Early Visual Concept Learning with Unsupervised Deep Learning
Automated discovery of early visual concepts from raw image data is a major open challenge in AI research. Addressing this problem, we propose an unsupervised approach for learning disentangled representations of the underlying factors of variation. We draw inspiration from neuroscience, and show how this can be achieved in an unsupervised generative model by applying the same learning pressures as have been suggested to act in the ventral visual stream in the brain. By enforcing redundancy reduction, encouraging statistical independence, and exposure to data with transform continuities analogous to those to which human infants are exposed, we obtain a variational autoencoder (VAE) framework capable of learning disentangled factors. Our approach makes few assumptions and works well across a wide variety of datasets. Furthermore, our solution has useful emergent properties, such as zero-shot inference and an intuitive understanding of "objectness".

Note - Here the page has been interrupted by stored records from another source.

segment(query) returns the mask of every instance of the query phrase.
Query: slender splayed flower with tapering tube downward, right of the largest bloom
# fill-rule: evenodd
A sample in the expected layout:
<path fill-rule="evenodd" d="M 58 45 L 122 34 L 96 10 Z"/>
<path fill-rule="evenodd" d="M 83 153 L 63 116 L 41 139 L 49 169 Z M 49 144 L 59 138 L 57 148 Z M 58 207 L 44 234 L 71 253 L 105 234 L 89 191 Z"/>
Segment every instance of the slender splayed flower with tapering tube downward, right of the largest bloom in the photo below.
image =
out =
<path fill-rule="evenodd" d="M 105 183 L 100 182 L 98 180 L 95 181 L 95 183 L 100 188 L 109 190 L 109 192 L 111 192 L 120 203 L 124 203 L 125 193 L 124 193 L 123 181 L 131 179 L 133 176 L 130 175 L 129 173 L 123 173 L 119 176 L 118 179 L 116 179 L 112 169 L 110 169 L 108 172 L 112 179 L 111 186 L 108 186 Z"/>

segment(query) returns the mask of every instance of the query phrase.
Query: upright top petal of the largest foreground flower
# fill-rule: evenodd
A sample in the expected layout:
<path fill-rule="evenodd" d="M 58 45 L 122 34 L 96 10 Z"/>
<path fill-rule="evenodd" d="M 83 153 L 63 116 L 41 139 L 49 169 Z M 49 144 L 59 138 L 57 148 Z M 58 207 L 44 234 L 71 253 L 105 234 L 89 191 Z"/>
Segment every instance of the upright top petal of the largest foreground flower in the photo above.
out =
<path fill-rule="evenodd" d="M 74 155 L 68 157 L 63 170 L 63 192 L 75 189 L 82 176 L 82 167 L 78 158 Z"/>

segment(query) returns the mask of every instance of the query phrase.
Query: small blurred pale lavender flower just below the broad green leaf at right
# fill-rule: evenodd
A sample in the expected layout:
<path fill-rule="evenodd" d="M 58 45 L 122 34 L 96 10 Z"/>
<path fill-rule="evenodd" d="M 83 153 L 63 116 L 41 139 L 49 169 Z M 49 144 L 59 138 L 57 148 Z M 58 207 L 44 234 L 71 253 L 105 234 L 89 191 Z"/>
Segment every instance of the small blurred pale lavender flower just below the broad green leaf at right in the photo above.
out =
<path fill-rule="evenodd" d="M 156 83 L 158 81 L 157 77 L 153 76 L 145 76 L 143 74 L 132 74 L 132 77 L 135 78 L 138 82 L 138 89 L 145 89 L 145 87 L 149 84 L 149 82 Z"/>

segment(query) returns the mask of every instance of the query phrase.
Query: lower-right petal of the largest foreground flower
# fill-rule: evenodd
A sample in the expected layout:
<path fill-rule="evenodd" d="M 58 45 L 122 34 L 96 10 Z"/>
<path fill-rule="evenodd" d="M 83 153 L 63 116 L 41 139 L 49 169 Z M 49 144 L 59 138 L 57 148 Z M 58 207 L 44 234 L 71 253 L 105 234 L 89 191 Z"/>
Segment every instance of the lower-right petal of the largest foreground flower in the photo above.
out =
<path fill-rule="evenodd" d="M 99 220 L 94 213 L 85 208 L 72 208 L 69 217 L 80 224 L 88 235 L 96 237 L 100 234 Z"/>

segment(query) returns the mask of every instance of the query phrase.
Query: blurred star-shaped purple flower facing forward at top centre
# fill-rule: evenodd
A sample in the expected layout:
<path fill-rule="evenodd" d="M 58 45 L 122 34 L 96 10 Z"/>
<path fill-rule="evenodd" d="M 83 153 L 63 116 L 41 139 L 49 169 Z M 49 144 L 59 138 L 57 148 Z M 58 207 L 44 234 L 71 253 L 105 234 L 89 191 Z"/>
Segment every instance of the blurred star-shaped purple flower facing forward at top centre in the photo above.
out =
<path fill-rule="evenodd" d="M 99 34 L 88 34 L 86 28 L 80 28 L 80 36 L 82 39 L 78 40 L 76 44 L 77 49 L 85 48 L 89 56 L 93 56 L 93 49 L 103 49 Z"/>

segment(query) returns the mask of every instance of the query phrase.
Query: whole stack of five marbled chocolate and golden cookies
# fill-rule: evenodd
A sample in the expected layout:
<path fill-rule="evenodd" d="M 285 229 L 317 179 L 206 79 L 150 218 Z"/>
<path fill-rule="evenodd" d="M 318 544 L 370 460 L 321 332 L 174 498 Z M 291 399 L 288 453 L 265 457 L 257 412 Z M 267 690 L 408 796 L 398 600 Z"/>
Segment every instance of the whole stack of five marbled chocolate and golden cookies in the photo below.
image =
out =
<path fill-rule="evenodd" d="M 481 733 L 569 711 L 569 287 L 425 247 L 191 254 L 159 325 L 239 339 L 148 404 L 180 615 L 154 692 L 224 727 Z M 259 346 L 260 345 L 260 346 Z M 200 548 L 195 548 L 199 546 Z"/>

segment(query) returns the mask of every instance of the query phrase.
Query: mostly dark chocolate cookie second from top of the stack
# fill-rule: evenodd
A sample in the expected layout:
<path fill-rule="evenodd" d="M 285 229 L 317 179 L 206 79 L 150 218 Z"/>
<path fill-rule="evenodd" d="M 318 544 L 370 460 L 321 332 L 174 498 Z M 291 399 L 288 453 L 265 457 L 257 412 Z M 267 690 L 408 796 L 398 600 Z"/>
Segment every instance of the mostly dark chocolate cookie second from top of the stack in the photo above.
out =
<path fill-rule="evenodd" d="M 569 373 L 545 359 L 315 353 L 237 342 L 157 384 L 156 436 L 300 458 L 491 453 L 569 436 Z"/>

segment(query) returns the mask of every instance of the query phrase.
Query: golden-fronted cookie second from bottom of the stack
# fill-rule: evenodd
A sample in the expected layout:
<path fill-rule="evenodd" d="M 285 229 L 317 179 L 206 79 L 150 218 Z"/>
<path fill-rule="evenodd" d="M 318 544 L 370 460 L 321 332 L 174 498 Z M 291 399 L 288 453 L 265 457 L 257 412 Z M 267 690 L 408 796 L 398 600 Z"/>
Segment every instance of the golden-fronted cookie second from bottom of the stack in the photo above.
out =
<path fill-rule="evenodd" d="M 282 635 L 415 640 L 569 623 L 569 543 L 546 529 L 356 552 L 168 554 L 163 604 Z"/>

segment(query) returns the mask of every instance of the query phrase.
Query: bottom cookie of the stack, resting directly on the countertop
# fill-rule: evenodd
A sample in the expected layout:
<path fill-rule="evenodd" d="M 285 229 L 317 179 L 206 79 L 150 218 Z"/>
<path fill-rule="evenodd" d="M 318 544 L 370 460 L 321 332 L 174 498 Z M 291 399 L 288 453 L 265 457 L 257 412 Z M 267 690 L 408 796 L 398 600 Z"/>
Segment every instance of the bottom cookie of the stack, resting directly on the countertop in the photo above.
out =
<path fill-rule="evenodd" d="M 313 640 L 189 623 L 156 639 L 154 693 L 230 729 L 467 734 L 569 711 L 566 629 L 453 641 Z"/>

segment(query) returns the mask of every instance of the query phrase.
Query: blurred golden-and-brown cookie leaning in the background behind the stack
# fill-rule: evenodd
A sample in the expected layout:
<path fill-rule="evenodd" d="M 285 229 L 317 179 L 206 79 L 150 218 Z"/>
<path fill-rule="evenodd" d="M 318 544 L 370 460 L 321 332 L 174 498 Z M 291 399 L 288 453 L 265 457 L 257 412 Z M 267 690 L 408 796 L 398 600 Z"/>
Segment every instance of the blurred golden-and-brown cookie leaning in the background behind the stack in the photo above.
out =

Irina Higgins is a Research Scientist at Google DeepMind, where she works in the Neuroscience team. Her work aims to bring together insights from the fields of machine learning and neuroscience to advance artificial intelligence. Before joining DeepMind, Irina was a British Psychological Society Undergraduate Award winner for her achievements as an undergraduate student in Experimental Psychology at Westminster University, followed by a DPhil at the Oxford Centre for Computational Neuroscience and Artificial Intelligence, where she focused on understanding the computational principles underlying speech processing in the auditory brain. During her DPhil, Irina also worked on developing poker AI, applying machine learning in the finance sector, and working on speech recognition at Google Research.